2D and 3D Assessment of Dissolved Oxygen and Water Temperature in the Water Column
Project duration: 6 months
Project form: Field surveys, literature review, spatial analyses
Supervision: Natasha Flores and Frank Collas
Mail addresses: email@example.com, firstname.lastname@example.org
Description of the project:
Dissolved oxygen (DO2) and water temperature are important abiotic parameters that can determine the suitability of aquatic habitats for freshwater species as well as overall ecosystem health. Temperature is inversely related to oxygen solubility as lower temperatures lead to high DO2 concentrations in water. Pollution and climate change may result in low DO2 concentrations as water temperatures rise. Higher temperatures may also directly affect freshwater species by increasing their metabolic rates, changing the timing of their reproductive activities and leading to high mortality rates as upper temperature tolerance limits are reached.

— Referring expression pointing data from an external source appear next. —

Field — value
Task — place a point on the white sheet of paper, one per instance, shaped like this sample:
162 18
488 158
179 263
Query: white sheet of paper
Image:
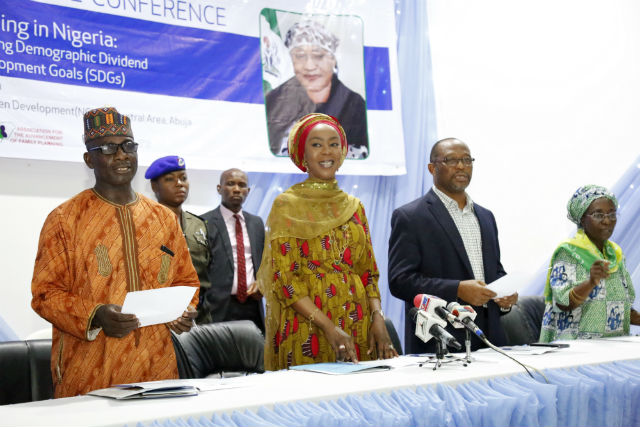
160 305
509 284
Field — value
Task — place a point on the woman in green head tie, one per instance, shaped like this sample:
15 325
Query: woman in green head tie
589 293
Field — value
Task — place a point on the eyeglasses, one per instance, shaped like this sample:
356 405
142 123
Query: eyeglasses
111 148
303 57
599 216
453 162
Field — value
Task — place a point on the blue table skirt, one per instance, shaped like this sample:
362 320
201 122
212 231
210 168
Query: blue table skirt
594 395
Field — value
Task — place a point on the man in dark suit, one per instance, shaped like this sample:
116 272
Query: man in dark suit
445 245
236 239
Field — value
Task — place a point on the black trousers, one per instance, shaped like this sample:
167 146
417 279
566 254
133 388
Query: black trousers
248 310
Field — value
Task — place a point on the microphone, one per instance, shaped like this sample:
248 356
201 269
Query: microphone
435 305
466 314
428 327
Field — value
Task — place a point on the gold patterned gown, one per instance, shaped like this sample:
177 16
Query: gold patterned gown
93 252
338 272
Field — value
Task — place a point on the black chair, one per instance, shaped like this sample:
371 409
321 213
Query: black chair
25 371
522 324
393 334
220 349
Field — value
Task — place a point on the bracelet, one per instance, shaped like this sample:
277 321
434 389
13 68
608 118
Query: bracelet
377 311
576 299
313 314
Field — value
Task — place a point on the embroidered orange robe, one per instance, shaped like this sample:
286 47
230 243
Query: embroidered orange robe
92 252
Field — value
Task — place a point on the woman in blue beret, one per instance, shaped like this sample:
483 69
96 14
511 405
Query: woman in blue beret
170 184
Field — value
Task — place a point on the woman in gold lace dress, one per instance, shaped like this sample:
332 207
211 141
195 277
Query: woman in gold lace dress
318 272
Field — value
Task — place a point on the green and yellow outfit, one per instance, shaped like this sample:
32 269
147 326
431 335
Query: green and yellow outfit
606 311
195 232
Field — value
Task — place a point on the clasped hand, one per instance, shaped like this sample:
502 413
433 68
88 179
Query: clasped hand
379 340
599 270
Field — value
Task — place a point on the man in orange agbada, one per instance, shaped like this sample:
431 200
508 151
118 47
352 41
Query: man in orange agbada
94 248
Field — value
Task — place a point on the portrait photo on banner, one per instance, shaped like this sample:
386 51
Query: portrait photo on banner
313 64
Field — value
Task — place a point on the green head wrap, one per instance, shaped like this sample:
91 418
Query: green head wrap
582 199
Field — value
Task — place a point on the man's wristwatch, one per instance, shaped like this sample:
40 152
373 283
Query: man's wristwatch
379 311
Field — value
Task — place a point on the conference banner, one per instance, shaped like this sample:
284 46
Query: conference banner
218 82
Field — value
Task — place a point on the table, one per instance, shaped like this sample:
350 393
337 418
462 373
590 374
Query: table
593 382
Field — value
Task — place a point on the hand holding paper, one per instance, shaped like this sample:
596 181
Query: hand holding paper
160 305
113 322
509 284
185 322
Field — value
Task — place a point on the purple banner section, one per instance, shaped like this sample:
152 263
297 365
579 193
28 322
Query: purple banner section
72 46
377 78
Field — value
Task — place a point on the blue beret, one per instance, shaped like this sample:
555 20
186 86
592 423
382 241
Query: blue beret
164 165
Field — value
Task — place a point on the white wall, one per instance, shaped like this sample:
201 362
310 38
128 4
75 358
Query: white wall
546 95
544 92
29 190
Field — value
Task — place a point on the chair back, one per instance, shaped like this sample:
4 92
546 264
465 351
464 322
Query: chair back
215 348
25 371
393 334
522 324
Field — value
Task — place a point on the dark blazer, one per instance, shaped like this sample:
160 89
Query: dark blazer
427 255
221 267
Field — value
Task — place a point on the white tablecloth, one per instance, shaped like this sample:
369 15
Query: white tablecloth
281 387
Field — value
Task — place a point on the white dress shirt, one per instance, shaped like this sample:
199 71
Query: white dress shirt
469 229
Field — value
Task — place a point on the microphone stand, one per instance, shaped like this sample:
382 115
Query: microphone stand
441 351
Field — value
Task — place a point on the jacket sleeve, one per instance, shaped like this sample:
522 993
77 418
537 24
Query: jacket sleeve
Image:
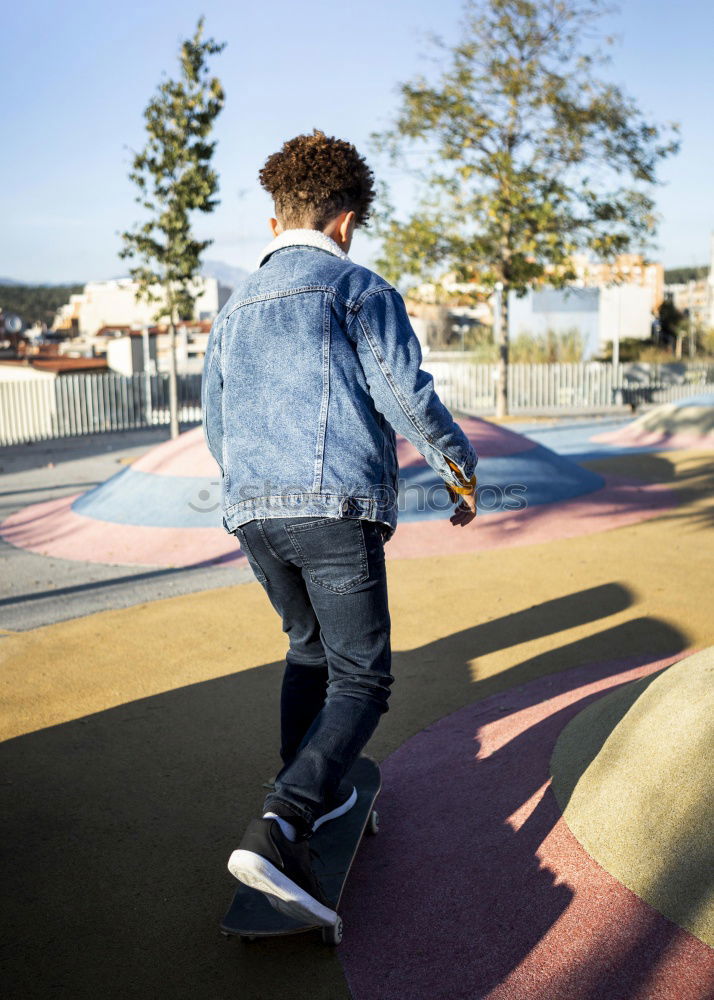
391 358
212 394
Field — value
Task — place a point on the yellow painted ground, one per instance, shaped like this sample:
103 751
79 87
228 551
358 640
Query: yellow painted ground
149 730
463 626
634 776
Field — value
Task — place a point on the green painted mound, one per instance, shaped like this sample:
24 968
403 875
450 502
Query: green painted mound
633 774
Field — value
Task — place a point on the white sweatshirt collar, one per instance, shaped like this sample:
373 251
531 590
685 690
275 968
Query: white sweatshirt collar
302 237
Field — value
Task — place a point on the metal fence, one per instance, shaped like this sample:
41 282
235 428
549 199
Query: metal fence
35 409
471 387
39 408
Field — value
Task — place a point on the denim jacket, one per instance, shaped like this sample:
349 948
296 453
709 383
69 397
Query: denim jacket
311 367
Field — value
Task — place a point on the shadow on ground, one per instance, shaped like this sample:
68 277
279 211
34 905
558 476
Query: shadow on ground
120 823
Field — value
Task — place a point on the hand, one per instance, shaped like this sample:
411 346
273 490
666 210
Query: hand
466 509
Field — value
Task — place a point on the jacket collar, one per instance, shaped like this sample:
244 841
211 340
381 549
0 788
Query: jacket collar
302 237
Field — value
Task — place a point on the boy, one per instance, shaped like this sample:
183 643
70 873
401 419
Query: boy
310 368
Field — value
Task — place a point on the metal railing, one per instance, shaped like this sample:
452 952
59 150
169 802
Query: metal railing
34 409
71 405
470 387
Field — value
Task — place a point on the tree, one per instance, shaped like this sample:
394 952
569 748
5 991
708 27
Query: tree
174 176
530 157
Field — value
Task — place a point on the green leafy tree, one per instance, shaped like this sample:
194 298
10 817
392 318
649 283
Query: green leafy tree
174 176
527 156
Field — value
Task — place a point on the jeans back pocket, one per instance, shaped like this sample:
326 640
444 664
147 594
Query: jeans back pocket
241 535
332 550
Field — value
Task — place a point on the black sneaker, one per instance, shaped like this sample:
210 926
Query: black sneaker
343 801
280 868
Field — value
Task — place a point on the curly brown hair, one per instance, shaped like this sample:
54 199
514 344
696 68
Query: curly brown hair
315 177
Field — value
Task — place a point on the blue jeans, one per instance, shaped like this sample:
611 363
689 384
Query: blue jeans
326 578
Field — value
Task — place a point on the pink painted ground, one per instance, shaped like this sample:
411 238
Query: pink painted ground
475 888
188 455
640 439
52 528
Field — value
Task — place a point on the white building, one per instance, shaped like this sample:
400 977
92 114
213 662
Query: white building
600 315
116 303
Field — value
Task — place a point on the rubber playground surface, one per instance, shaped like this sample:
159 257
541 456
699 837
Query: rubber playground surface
546 810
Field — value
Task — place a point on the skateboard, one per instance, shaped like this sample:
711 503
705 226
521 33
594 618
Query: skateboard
335 844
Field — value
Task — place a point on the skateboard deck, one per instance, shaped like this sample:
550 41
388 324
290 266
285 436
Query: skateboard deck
335 845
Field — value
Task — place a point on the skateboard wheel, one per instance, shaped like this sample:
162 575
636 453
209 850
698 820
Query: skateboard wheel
333 933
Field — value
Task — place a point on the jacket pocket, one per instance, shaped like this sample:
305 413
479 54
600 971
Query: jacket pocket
332 551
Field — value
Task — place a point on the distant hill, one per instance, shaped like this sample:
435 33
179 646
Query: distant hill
226 274
34 303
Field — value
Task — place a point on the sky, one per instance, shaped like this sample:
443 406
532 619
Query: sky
76 77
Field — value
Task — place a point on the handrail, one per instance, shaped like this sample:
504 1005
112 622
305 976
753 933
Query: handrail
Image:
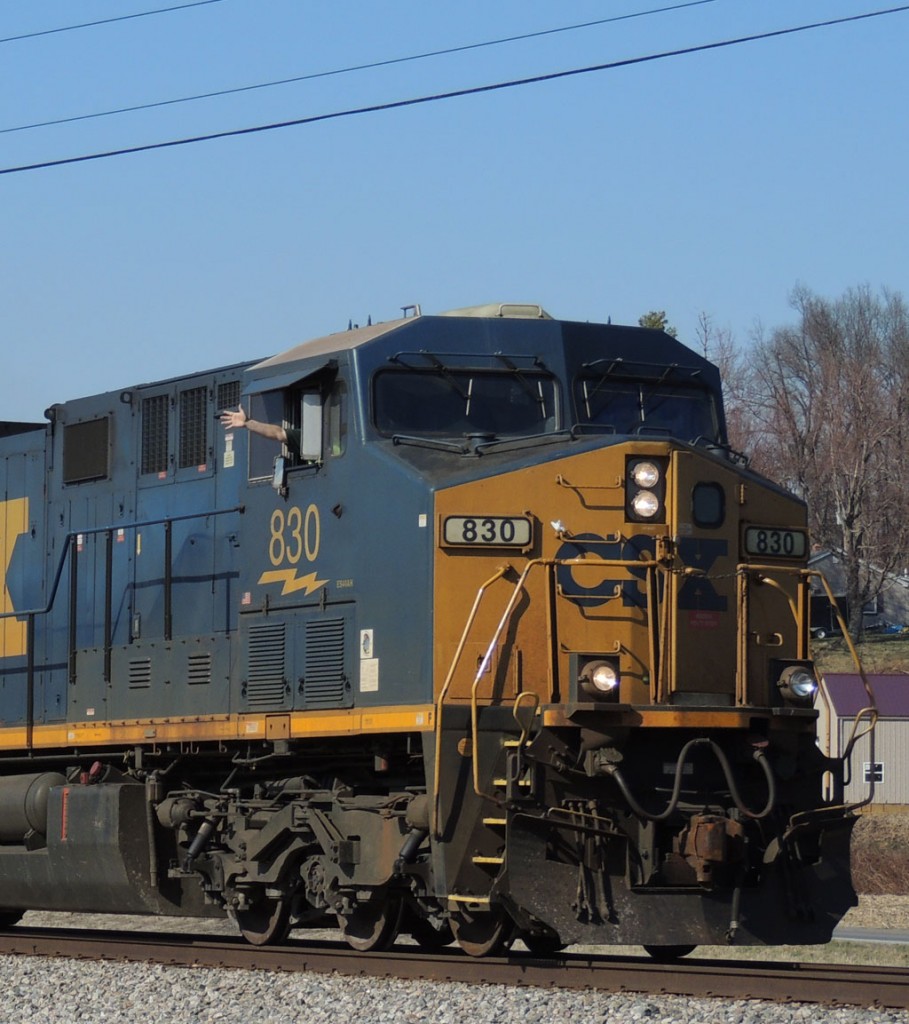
74 534
69 547
500 572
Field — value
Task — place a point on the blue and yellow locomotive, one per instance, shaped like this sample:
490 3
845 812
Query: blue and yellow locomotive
504 641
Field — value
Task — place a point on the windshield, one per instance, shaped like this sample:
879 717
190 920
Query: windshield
641 408
453 402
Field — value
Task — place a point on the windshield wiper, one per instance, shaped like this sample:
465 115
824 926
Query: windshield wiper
429 442
521 379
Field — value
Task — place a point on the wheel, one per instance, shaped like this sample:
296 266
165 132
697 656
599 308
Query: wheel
483 934
664 954
374 925
266 922
427 936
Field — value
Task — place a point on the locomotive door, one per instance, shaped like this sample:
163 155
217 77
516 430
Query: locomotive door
298 615
102 600
703 610
23 586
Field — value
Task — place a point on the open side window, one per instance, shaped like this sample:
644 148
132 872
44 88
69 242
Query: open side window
312 412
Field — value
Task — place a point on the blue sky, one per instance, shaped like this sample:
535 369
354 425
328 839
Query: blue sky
706 183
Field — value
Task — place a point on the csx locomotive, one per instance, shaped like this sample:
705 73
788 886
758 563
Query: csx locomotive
508 644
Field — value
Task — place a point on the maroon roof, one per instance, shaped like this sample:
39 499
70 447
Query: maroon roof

With the use of GIS and other modeling software gridded layers of ambient DO2 and temperature may be developed in order to assess the spatial variability (horizontally and vertically) in DO2 and temperature throughout the water column. Further, these layers may then be coupled with species specific requirements for unique species, or species sensitivity distributions (SSDs) for a species pool, in order to evaluate how the ambient conditions may affect the species. Hence the goal of this study is to 1) collect DO2 and temperature datasets, 2) determine the spatial distribution of the parameters in the water column and 3) compare the 2D and 3D layers to the requirements of native freshwater species.